That's really misguided. Go is not a functional programming language, it's an imperative programming language. You're going against its design. You're like these people who write Java and "class hierarchies" in Go, just from a different angle. If you like FP you should use Haskell instead of Go. I say this as a fan of Go.
I don't think things are that simple. I like functional programming, but I also like good tooling, having a rich ecosystem, job opportunities, backward compatibility, simplicity, people to talk to. There are lots of things that can weigh on your choice of language. Semi-functional Go might be the sweet spot for some people, and absolute hell for others.
In Go or in general? I've written code for companies with 50k+ concurrent writing users, I've bootstrapped and scaled and sold a startup on Scala (which has bad performance b/c of immutable lists but with usual list <100 elements no problem) and I haven't seen this in other languages, but I'm not experienced enough in Go and haven't deployed something major in Go yet.
Thanks for the tip, I've written code for 40+y and have been paid in 10+ languages, I'm writing the code that I think is easiest to maintain for the years coming in the language I consider the best for the job.
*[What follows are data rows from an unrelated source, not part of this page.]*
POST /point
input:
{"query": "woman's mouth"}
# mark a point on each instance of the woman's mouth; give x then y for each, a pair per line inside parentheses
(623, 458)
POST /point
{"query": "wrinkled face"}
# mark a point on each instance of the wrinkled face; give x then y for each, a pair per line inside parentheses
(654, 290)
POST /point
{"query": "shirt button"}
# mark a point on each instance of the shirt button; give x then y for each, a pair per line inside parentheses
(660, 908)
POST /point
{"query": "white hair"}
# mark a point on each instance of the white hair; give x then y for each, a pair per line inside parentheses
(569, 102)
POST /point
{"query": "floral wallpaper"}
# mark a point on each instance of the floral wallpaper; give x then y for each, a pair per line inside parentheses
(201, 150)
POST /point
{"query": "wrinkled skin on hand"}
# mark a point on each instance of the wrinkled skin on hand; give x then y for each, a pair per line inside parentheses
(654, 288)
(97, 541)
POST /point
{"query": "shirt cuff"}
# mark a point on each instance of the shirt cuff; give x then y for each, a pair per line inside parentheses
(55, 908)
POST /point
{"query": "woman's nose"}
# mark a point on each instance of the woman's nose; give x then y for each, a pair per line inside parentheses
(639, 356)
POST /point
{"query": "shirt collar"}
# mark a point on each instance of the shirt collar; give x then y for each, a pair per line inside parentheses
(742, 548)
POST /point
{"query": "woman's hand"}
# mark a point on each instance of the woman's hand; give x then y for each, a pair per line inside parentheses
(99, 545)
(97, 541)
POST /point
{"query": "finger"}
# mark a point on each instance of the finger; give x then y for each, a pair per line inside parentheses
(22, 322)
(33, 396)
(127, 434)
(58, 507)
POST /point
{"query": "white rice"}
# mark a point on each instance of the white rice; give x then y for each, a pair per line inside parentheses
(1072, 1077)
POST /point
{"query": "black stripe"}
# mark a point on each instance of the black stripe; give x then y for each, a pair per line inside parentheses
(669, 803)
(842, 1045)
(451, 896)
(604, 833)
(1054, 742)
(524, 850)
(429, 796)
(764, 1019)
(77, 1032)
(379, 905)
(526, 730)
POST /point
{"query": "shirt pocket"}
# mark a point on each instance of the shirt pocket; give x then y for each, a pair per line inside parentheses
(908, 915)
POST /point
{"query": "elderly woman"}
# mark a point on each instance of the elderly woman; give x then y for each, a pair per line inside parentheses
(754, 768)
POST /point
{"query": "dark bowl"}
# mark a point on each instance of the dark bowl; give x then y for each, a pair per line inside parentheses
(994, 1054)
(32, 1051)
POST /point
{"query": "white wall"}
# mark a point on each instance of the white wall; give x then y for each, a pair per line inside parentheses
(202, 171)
The linked comment was about an implementation of partition with the specific problem of allocating too many slices in the opinion of the author. It was not about lo in general, did not help or shared any performance numbers E.g. for a size of a usual lists of <50 elements with filter() or the use case of three chunks, that people use when writing web applications (which I do, I don't write a database in Go - something the author could have found out my asking instead of assuming).
There's no ergonomic loss to using the faster approach. It's just cargo culting patterns from other languages even though they're less accessible and less performant in Go.
The problem with your comments isn't the context for what you're doing, it's the "40y, scaled and sold" bullshit. That's bragging, not an argument nor context. Or as a senior colleague used to remind me, "shipping is easy if you're willing to ship shit." I'm not here to discuss shipping.